I agree with much of what you've said about the lack of well worked out creationist explanations of, for example, the stratigraphic succession of fossils. There has been a tendency in creationism to attack evolutionary explanations while neglecting the development of biblically and scientifically rigorous alternatives. Nevertheless, some creationists have been making a start on these things, such as Kurt Wise's attempts to reconstruct pre-Flood environments (hydrothermal biome, floating forest biome) based on the fossil data. The task of developing creationist theories is much harder than just poking holes in evolution, and won't bear fruit overnight. It's a longer term objective, but worth doing because it's ultimately more intellectually satisfying.
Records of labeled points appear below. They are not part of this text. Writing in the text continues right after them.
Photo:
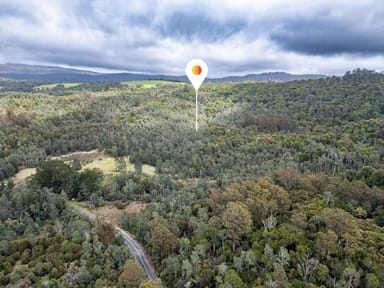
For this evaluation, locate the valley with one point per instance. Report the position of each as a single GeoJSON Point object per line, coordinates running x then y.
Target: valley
{"type": "Point", "coordinates": [283, 185]}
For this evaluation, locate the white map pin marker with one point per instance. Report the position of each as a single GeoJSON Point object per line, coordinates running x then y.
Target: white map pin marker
{"type": "Point", "coordinates": [196, 71]}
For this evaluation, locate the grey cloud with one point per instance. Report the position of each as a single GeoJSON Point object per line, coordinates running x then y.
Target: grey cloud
{"type": "Point", "coordinates": [189, 26]}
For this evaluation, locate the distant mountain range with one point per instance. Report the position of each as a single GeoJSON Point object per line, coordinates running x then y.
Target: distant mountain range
{"type": "Point", "coordinates": [59, 74]}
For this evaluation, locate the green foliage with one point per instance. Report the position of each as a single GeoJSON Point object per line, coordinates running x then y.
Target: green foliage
{"type": "Point", "coordinates": [281, 187]}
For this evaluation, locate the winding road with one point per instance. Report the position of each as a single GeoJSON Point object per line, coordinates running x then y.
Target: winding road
{"type": "Point", "coordinates": [136, 249]}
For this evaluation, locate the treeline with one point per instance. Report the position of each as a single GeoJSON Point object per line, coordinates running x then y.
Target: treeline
{"type": "Point", "coordinates": [44, 243]}
{"type": "Point", "coordinates": [327, 125]}
{"type": "Point", "coordinates": [292, 230]}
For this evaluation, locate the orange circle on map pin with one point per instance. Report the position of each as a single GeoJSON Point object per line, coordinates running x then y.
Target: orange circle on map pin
{"type": "Point", "coordinates": [196, 71]}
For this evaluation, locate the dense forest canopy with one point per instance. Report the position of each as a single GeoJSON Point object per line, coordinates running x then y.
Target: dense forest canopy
{"type": "Point", "coordinates": [281, 187]}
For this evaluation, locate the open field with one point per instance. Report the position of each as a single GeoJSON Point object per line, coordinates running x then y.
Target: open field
{"type": "Point", "coordinates": [23, 174]}
{"type": "Point", "coordinates": [109, 212]}
{"type": "Point", "coordinates": [89, 160]}
{"type": "Point", "coordinates": [149, 83]}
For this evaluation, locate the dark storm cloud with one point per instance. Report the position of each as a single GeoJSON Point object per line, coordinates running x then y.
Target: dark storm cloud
{"type": "Point", "coordinates": [189, 26]}
{"type": "Point", "coordinates": [160, 36]}
{"type": "Point", "coordinates": [329, 37]}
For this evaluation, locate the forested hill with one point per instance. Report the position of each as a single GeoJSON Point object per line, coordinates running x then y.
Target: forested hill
{"type": "Point", "coordinates": [59, 74]}
{"type": "Point", "coordinates": [300, 162]}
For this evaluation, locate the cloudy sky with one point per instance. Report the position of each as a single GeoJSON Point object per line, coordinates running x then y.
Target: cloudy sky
{"type": "Point", "coordinates": [160, 36]}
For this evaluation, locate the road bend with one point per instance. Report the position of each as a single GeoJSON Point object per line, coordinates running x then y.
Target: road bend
{"type": "Point", "coordinates": [136, 249]}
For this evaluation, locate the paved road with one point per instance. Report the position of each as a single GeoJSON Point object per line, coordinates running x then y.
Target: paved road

My book, _The New Creationism_, focuses on this more positive area of creationist research and, although written for the layman, contains extensive end-notes that refer to the primary literature. Other books that I particularly recommend are Kurt Wise's _Faith, Form and Time_, Todd Wood's _Understanding the Pattern of Life_, and Leonard Brand's _Faith, Reason and Earth History_ (second edition now available). (Note: Leonard Brand is a Seventh-Day Adventist but his book is a very scholarly attempt to show what a creationist approach to earth history might look like).


----------



## Bookworm

Hi Nate,

Just a brief comment on one point you raised:



NateLanning said:


> The mitochondrial genomes of Neanderthals and humans differ significantly.



Correct.



NateLanning said:


> This does, in fact pose a problem for individuals who argue that Neanderthals were just anti-social/less developed/diseased/a specific race of humans. If Neanderthals were humans, their mitochondrial DNA should match that of humans.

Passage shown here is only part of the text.